The deal, however, left in place US tariffs on $360bn of Chinese imports, about two-thirds of the total.
The White House has also sparred with other trading partners, including the European Union, Brazil and Argentina, accusing them of devaluing their currencies at the expense of US manufacturers.
The politically sensitive goods trade deficit with China fell 6.0% to $24.8bn in December, with imports shrinking 7.7% and exports falling 12.2%. It tumbled 17.6% to $345.6bn in 2019.
But the goods trade deficit with Mexico jumped to a record high of $101.8bn last year.
The deficit with the European Union also reached an all-time high of $177.9bn.
When adjusted for inflation, the goods trade deficit increased $4.3bn to $80.5bn in December.
Trade added almost 1.5 percentage points to GDP growth in the fourth quarter, exceeding the 1.20 percentage points contribution from consumer spending, which accounts for more than two-thirds of US economic activity.
The economy grew at a 2.1% annualised rate in the fourth quarter, matching the pace notched in the July-September period.
It expanded 2.3% in 2019, which was the slowest in three years, after growing 2.9% in 2018.
In December, goods imports surged 3.2% to a seven-month high of $207.5bn, after declining for three straight months.
Goods imports were boosted by a $1.7bn increase in crude oil imports, which contributed to a $4.0bn jump in imports of industrial supplies and materials.
There was also a $1.2bn increase in imports of other goods.
Economists believe a 15% tariff on $110bn worth of Chinese goods that came into effect on September 1 had weighed on imports in the prior months.

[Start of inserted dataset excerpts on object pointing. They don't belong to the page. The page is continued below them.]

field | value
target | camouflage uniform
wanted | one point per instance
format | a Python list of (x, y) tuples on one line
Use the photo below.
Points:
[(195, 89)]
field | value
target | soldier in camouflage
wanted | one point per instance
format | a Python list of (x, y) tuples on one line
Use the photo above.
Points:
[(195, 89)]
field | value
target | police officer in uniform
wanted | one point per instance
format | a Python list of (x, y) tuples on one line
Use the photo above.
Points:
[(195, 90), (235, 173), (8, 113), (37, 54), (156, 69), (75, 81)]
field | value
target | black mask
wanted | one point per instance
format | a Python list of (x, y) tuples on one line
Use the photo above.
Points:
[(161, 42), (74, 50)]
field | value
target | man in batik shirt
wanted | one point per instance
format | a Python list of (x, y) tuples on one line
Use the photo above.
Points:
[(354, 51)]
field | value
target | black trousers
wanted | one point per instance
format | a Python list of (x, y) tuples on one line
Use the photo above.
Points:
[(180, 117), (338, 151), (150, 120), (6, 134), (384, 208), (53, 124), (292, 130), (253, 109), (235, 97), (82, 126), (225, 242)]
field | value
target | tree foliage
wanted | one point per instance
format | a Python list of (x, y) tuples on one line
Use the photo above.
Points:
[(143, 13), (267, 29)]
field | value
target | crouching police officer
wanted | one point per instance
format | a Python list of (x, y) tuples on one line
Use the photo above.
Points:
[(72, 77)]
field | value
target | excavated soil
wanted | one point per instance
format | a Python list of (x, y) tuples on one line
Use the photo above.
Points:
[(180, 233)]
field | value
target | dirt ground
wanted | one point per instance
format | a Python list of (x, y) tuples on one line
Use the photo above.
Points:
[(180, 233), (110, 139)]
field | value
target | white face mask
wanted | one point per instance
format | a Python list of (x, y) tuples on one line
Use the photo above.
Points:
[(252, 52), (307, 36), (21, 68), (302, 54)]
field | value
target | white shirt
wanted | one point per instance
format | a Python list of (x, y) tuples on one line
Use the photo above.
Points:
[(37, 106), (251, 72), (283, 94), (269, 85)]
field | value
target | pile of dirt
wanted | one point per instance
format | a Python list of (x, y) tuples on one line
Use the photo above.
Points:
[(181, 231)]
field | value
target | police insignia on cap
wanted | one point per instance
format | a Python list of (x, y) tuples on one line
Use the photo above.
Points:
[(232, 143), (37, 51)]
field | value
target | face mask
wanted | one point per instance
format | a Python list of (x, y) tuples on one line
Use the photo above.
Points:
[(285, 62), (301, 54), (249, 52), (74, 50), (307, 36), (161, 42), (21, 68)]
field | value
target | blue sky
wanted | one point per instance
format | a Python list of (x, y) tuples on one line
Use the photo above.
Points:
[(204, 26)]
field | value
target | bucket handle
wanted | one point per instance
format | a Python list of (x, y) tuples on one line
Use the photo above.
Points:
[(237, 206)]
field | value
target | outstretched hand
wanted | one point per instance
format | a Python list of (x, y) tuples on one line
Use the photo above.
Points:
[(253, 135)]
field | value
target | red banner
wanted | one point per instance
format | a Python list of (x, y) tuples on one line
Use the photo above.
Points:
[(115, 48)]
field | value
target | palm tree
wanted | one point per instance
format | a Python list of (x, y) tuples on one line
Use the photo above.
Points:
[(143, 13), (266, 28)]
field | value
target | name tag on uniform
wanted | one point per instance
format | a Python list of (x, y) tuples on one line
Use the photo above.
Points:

They also say anticipation that the Phase 1 trade agreement would roll back the tariffs could have encouraged companies to hold off on imports in late 2019.
Goods exports rose 0.9% to $137.7bn in December.
They were lifted by a $1.5bn jump in shipments of crude oil as well as a $1.0bn increase in exports of other goods.
But motor vehicle and parts exports fell $1.0bn to $12.4bn, the lowest since November 2016.
At $17.1bn, petroleum exports in December were the highest on record.
A tugboat guides a cargo ship into the Port of Long Beach in California. The US Commerce Department said on Wednesday the trade deficit fell 1.7% to $616.8bn last year, the first drop since 2013.